Data Science Capstone Project Milestone Report

Synopsis

This report shows the exploratory analysis and goals for the app and algorithm being done in this project. The data used in this project is tweets, blogs, news content, captured in HC Corpora at www.corpora.heliohost.org.

Initialization

library(ggplot2)       
library(R.utils)       
library(quanteda)      
library(RColorBrewer)  
library(plyr)         
library(tm)
library(RWeka)

Assign options and get the data

options(scipen=999)         

twitter <- '/Users/uiuc/Downloads/final/en_US/en_US.twitter.txt'
news <- '/Users/uiuc/Downloads/final/en_US/en_US.news.txt'
blogs <- '/Users/uiuc/Downloads/final/en_US/en_US.blogs.txt'
dir <- '/Users/uiuc/Downloads/final'

Basic Summary

A basic summary of the complete file content follows:

File	Size on Disk [MB]	Lines	Word Count [Tokens]
en_US.twitter.txt	167.105338	2360148	30374206
en_US.news.txt	205.811889	1010242	34372720
en_US.blogs.txt	210.160014	899288	37334690

Data Tokenization

The numbers, punctuation, stop words and whitespace are removed, and all text is converted to lower case. A subset of 2 % of each file is sampled. Create 2-grams and 3-grams from the sampled data using Weka tokenizers.

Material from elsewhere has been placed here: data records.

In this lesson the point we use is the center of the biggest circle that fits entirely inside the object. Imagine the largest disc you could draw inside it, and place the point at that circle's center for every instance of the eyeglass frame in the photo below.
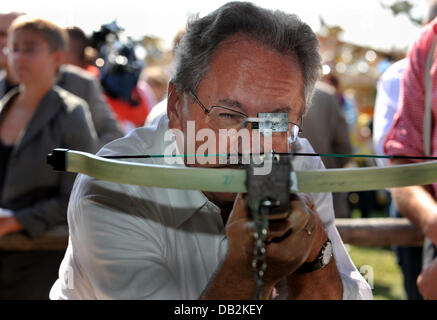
(196, 98)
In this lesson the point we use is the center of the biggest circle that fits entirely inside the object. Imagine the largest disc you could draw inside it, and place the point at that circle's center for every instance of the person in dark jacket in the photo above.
(35, 118)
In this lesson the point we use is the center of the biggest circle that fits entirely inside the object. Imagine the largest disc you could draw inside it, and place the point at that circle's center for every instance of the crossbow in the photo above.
(267, 195)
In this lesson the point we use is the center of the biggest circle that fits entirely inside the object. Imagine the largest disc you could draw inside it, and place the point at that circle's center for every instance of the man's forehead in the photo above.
(6, 21)
(245, 73)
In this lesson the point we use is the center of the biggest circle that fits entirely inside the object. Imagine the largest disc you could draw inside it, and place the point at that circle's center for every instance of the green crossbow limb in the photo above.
(233, 180)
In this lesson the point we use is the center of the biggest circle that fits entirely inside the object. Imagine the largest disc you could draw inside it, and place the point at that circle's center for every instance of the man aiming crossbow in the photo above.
(133, 242)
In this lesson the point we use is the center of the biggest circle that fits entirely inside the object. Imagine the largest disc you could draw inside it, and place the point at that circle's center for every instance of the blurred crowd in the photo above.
(62, 88)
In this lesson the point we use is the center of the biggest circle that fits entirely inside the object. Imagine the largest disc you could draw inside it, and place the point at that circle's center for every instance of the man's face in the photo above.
(30, 58)
(5, 22)
(250, 78)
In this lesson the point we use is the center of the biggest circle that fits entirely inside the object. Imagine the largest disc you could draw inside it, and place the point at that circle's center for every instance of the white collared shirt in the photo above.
(132, 242)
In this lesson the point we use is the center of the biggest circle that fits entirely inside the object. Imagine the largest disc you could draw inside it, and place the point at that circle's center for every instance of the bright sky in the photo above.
(365, 22)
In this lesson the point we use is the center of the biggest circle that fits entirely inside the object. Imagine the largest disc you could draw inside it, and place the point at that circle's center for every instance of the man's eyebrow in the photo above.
(236, 104)
(286, 109)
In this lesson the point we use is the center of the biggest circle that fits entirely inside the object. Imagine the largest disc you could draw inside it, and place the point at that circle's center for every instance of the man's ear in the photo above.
(58, 57)
(174, 107)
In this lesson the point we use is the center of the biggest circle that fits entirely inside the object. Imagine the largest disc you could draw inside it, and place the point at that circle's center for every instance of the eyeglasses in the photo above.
(220, 117)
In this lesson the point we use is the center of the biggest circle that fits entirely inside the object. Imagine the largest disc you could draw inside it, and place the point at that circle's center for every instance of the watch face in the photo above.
(327, 253)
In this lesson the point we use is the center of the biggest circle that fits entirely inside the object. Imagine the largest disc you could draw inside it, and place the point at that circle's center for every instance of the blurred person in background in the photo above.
(71, 78)
(348, 105)
(326, 128)
(418, 203)
(78, 46)
(120, 67)
(386, 105)
(35, 117)
(161, 107)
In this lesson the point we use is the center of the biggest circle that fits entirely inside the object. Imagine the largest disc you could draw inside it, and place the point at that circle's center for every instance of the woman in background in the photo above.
(35, 118)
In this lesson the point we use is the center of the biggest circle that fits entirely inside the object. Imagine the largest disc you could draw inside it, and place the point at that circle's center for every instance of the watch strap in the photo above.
(314, 265)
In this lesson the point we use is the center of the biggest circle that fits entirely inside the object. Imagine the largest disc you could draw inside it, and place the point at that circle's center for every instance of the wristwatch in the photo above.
(322, 260)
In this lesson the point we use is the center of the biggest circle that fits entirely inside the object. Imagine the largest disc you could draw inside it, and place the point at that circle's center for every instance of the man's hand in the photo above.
(289, 241)
(427, 281)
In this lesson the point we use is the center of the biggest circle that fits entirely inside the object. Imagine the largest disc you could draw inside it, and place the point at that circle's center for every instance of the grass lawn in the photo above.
(387, 276)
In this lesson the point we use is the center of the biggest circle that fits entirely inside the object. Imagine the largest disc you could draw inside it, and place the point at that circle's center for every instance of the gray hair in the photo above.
(282, 32)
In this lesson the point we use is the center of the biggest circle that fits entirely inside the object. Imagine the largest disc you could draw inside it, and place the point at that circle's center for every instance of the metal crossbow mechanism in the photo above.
(267, 195)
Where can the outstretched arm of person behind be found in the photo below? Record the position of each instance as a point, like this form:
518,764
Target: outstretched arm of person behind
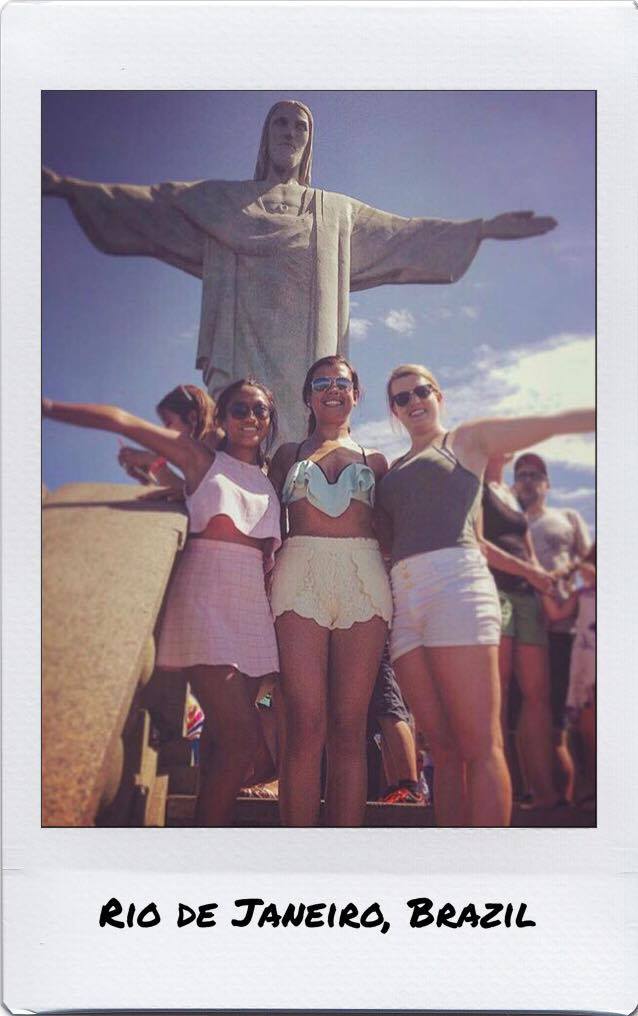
147,467
188,455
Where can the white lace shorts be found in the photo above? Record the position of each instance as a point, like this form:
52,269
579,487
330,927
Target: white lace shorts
444,597
335,581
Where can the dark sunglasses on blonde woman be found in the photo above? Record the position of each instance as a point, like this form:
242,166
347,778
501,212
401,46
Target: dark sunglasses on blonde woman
421,391
242,410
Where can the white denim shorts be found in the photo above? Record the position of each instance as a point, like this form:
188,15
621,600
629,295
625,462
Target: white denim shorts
444,597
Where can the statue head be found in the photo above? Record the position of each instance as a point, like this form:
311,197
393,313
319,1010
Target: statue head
263,156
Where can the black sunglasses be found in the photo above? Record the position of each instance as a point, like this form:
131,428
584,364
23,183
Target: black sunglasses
324,384
421,391
242,410
529,474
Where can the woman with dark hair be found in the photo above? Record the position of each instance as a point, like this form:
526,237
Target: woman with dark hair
216,623
331,600
185,405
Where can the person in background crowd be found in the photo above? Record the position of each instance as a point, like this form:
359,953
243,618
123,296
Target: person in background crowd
561,538
331,601
581,700
389,718
523,648
185,406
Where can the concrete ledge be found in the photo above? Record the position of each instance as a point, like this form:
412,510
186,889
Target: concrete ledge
108,557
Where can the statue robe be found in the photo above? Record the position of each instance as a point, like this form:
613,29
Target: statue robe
276,287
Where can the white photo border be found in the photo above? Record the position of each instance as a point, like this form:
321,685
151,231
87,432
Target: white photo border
579,884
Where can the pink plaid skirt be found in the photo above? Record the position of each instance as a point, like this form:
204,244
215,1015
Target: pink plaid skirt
216,611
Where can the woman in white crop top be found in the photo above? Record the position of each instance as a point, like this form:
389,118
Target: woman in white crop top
216,623
331,600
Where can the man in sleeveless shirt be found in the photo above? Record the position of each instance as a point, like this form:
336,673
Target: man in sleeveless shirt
561,537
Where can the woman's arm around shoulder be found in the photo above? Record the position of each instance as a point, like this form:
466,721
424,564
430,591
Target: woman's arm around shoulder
280,463
377,462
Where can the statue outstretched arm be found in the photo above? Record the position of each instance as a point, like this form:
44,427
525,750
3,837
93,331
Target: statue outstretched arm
391,249
516,226
131,219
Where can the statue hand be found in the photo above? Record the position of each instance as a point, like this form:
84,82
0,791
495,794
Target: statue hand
516,226
52,183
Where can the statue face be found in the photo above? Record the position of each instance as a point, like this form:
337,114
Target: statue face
289,131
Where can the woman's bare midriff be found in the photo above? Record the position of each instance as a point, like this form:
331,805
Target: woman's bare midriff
222,528
306,520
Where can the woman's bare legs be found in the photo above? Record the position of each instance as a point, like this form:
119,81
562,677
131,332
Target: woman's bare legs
304,662
229,741
467,680
355,657
535,720
423,697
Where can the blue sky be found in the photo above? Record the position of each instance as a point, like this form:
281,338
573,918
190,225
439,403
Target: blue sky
516,334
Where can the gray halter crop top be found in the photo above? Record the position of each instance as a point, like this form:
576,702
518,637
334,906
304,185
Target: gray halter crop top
432,502
307,480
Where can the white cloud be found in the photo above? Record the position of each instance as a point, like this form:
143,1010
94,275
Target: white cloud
187,335
568,497
400,320
379,434
554,375
442,313
359,328
469,312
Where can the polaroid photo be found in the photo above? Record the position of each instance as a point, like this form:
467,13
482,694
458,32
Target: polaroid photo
329,293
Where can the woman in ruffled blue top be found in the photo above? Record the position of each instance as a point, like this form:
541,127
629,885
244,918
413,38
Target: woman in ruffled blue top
331,600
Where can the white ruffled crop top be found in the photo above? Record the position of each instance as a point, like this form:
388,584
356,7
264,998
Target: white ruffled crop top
307,480
240,491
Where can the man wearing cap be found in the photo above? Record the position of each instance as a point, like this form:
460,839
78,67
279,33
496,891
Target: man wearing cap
561,538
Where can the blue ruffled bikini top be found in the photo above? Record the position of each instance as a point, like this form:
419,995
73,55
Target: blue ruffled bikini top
307,480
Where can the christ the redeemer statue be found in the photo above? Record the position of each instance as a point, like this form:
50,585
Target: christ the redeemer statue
277,257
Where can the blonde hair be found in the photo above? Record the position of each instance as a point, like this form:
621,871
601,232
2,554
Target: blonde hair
263,159
403,370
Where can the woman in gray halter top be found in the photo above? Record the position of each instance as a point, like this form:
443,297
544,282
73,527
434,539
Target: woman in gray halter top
331,601
446,625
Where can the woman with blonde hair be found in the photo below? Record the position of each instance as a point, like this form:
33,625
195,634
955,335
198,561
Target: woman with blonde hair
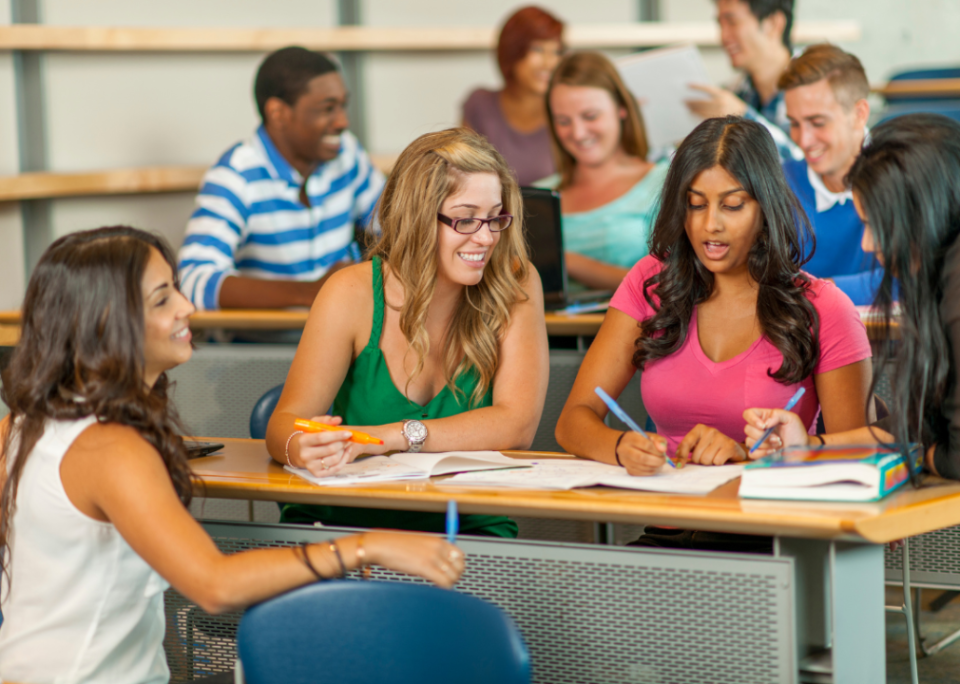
94,476
609,192
436,343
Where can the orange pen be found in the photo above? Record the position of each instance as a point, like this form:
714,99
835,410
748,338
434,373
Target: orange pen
358,437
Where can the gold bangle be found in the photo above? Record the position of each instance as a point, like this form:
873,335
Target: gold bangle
362,558
286,448
336,550
305,558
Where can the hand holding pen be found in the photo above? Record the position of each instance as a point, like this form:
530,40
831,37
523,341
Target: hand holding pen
640,452
323,446
783,417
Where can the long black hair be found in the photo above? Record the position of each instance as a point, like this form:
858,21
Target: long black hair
907,180
746,151
81,353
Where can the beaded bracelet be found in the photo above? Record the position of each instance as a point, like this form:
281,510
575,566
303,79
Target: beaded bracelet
305,557
286,448
336,550
362,558
615,454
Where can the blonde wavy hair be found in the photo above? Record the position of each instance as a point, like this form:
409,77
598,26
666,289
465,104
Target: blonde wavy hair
593,70
432,168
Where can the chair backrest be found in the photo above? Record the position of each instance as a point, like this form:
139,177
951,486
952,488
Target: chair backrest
352,632
262,410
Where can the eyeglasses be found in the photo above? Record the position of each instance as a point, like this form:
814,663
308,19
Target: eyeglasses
469,226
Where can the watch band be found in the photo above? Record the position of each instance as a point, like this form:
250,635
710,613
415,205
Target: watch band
414,445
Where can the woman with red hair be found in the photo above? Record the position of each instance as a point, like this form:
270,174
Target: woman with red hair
514,119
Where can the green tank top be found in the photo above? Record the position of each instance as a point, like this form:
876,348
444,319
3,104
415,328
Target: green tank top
369,397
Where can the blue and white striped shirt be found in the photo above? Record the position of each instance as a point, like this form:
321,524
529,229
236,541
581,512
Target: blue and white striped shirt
772,116
249,219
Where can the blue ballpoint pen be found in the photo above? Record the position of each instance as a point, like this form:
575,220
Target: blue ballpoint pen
790,404
453,521
625,417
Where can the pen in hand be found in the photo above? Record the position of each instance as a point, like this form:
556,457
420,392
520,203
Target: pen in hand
453,521
769,431
355,435
625,417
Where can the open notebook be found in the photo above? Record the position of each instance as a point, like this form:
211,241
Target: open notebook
407,466
555,473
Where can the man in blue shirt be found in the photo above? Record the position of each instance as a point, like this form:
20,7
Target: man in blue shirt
825,90
756,37
276,215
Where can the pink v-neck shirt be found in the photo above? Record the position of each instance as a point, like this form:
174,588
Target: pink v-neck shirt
686,388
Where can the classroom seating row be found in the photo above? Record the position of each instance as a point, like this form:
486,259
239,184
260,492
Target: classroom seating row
344,39
620,607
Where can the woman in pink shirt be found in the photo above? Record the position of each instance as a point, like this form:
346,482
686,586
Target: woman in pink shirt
719,316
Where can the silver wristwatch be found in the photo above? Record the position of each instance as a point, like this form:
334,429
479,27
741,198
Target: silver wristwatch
415,433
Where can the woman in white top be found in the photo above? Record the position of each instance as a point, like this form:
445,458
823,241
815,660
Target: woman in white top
92,517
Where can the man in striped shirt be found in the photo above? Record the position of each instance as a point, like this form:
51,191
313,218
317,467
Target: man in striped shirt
276,215
756,37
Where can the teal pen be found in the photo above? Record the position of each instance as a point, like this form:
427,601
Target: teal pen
769,431
625,417
453,521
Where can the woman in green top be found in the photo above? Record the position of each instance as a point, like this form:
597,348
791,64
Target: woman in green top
609,192
437,343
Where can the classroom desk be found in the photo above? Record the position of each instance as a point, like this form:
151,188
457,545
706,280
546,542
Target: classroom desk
830,578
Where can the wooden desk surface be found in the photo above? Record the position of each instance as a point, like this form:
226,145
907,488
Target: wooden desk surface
273,319
244,470
282,319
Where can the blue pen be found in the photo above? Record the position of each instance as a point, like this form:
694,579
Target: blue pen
769,431
622,415
453,521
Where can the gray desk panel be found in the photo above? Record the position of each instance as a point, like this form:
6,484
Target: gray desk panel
588,613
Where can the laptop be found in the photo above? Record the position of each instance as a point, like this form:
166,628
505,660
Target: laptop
541,218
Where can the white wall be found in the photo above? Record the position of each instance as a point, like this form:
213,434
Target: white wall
12,274
120,109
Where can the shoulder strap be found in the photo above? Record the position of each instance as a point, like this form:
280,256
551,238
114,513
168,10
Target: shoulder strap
378,303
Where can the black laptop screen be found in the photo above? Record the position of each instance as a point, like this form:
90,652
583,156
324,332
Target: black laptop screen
541,217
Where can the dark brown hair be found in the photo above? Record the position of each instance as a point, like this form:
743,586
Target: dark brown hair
843,72
81,353
593,70
746,151
523,27
905,180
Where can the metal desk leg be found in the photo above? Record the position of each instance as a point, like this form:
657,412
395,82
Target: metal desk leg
839,606
857,597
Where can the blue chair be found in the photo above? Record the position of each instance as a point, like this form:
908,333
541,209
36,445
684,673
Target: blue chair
355,632
898,105
262,411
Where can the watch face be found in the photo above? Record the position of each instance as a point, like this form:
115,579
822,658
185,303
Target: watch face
415,431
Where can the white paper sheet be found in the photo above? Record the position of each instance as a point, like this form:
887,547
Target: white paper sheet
409,466
659,80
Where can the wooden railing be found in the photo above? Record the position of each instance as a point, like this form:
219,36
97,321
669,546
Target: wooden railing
157,179
150,179
375,38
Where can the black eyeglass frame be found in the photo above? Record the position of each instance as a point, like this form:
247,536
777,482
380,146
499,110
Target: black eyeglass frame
453,223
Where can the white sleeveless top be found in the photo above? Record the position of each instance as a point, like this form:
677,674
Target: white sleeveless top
81,605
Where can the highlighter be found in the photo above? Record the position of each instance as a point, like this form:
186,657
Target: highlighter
355,436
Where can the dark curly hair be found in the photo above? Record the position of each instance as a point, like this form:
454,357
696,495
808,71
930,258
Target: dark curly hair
906,181
81,354
746,151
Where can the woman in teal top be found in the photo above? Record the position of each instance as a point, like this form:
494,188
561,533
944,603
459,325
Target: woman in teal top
437,343
609,192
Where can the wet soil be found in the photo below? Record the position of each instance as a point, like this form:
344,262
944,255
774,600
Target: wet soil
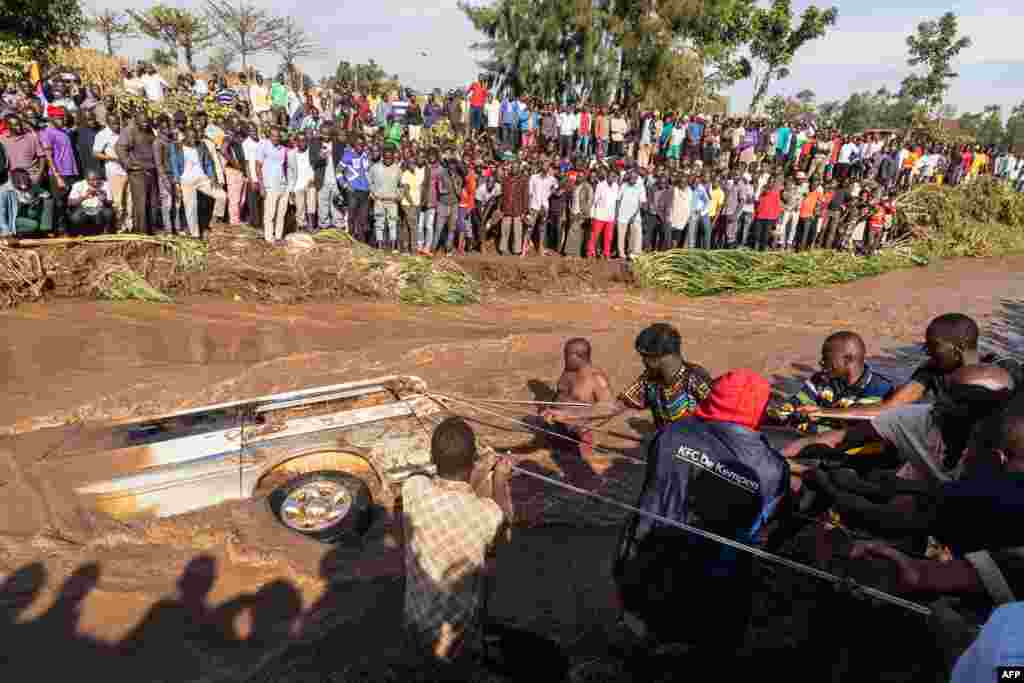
89,593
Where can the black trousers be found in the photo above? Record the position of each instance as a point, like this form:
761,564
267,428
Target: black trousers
762,232
144,195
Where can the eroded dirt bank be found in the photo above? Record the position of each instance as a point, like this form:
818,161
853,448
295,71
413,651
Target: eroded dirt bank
70,360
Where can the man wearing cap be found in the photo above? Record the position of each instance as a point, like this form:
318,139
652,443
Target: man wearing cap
717,472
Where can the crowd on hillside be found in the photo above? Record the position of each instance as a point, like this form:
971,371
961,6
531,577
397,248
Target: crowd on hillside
454,173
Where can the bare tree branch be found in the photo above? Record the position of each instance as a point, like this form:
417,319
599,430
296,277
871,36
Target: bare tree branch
113,26
246,28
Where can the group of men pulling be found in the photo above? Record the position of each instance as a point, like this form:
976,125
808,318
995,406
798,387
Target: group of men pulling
946,474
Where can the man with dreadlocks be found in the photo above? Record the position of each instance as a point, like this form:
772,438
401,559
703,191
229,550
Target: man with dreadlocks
717,472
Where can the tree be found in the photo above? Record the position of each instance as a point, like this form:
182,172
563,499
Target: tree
935,45
221,60
293,44
174,28
806,96
775,41
986,126
42,27
247,29
358,76
113,27
162,57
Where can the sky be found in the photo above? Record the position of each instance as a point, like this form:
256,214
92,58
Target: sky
864,51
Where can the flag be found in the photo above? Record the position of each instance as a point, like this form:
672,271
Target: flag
42,98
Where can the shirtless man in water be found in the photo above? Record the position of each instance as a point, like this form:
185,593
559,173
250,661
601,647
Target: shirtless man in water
581,383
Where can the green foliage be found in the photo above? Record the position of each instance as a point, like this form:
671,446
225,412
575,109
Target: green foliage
863,111
363,76
245,28
174,28
112,27
38,29
161,57
934,45
775,41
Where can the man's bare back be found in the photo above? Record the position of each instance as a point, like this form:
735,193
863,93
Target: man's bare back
586,385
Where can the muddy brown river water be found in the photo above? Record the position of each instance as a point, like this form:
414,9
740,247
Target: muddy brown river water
73,360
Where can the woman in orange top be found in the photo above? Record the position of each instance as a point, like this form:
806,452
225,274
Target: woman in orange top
467,202
808,223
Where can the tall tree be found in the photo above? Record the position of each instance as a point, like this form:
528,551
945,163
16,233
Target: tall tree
174,28
221,60
293,44
161,57
934,45
247,29
805,96
775,40
42,27
113,27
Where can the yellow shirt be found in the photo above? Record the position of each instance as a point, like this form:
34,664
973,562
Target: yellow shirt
717,200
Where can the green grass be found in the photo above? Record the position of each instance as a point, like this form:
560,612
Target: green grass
984,218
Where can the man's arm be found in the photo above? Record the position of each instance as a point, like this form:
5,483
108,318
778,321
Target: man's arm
908,393
855,435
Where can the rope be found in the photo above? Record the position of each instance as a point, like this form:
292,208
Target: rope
442,397
520,402
808,518
757,552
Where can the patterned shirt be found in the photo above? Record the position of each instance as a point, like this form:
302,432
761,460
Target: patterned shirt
825,392
449,531
675,400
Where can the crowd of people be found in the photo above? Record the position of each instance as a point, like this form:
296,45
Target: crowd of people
946,473
456,173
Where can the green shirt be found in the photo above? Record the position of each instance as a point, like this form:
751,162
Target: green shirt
279,94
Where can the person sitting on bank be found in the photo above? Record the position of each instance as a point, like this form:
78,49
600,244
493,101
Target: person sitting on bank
845,380
717,472
91,204
453,523
35,204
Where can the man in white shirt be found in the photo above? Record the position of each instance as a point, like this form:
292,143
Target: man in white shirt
117,178
154,85
632,198
542,184
305,187
602,214
90,204
568,122
254,200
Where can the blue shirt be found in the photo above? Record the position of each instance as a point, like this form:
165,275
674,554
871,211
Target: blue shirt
1000,643
523,117
356,170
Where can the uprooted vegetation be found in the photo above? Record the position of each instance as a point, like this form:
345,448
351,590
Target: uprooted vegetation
235,262
984,218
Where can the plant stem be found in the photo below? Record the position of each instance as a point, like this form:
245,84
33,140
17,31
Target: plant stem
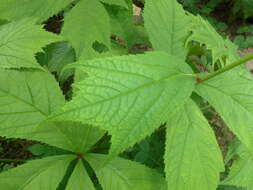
228,67
11,160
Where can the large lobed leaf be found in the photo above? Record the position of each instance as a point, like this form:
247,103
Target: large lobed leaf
37,175
193,160
130,96
231,95
39,9
124,174
26,99
85,24
167,25
20,40
71,136
47,173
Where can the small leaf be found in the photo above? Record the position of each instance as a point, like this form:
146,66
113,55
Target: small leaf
38,174
80,179
27,98
124,174
121,3
19,41
85,24
167,26
204,33
241,172
39,9
193,159
231,95
130,96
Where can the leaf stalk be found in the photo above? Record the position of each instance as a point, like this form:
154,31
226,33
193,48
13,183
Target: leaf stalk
227,67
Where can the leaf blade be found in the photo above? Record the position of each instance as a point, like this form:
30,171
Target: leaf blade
112,97
235,107
38,174
20,41
188,162
26,101
170,18
124,174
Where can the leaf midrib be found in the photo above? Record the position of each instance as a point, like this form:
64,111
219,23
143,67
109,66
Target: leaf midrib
120,95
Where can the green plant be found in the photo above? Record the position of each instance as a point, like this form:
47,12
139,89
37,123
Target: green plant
126,97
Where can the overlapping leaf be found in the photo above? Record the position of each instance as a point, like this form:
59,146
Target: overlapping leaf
204,33
85,24
125,175
39,9
193,159
20,40
80,179
121,3
231,95
241,172
26,99
167,26
70,136
41,174
56,56
129,96
47,173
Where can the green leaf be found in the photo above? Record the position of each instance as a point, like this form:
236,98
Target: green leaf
167,26
121,3
231,95
241,172
26,99
70,136
193,159
124,174
19,41
80,179
85,24
123,26
204,33
130,96
56,56
39,9
38,174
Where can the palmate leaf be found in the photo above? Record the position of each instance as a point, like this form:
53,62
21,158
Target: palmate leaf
231,95
39,9
20,40
85,24
47,173
129,96
26,99
37,175
124,174
167,26
193,160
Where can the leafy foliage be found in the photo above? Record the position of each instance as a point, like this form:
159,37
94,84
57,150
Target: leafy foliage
187,159
115,102
41,10
172,22
20,40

blogsData <- readLines(blogs, 20000)
newsData <- readLines(news, 20000)
twitterData <- readLines(twitter, 20000)
sampledData <- c(sample(blogsData, length(blogsData) * 0.02),
                 sample(newsData, length(newsData) * 0.02),
                 sample(twitterData, length(twitterData) * 0.02))
docs <- VCorpus(VectorSource(sampledData))
docs <- tm_map(docs, content_transformer(function(x, pattern) gsub(pattern, " ", x)),"(f|ht)tp(s?)://(.*)[.][a-z]+")
docs <- tm_map(docs, content_transformer(function(x, pattern) gsub(pattern, " ", x)),"@[^\\s]+")
docs <- tm_map(docs, tolower)
docs <- tm_map(docs, stripWhitespace)
docs <- tm_map(docs, removePunctuation)
docs <- tm_map(docs, removeNumbers)
docs <- tm_map(docs, removeWords, stopwords("en"))
docs <- tm_map(docs, stripWhitespace)
docs <- tm_map(docs, PlainTextDocument)

unigramT <- function(x) NGramTokenizer(x, Weka_control(min = 1, max = 1))
bigramT <- function(x) NGramTokenizer(x, Weka_control(min = 2, max = 2))
trigramT <- function(x) NGramTokenizer(x, Weka_control(min = 3, max = 3))

getFreq <- function(tdm) {
  freq <- sort(rowSums(as.matrix(tdm)), decreasing = TRUE)
  return(data.frame(word = names(freq), freq = freq))
}


unigramF <- getFreq(removeSparseTerms(TermDocumentMatrix(docs), 0.9999))
bigramF <- getFreq(removeSparseTerms(TermDocumentMatrix(docs, control = list(tokenize = bigramT)), 0.9999))
trigramF <- getFreq(removeSparseTerms(TermDocumentMatrix(docs, control = list(tokenize = trigramT)), 0.9999))

Token Graph Analysis

Let us create a generic plot function

makePlot <- function(data, label) {
  ggplot(data[1:30,], aes(reorder(word, -freq), freq)) +
         labs(x = label, y = "Frequency") +
         theme(axis.text.x = element_text(angle = 60, size = 12, hjust = 1)) +
         geom_bar(stat = "identity", fill = I("grey50"))
}

For unigrams,

makePlot(unigramF, "30 Most Common Unigrams")

For bigrams,

makePlot(bigramF, "30 Most Common Bigrams")

For trigrams,

makePlot(trigramF, "30 Most Common Trigrams")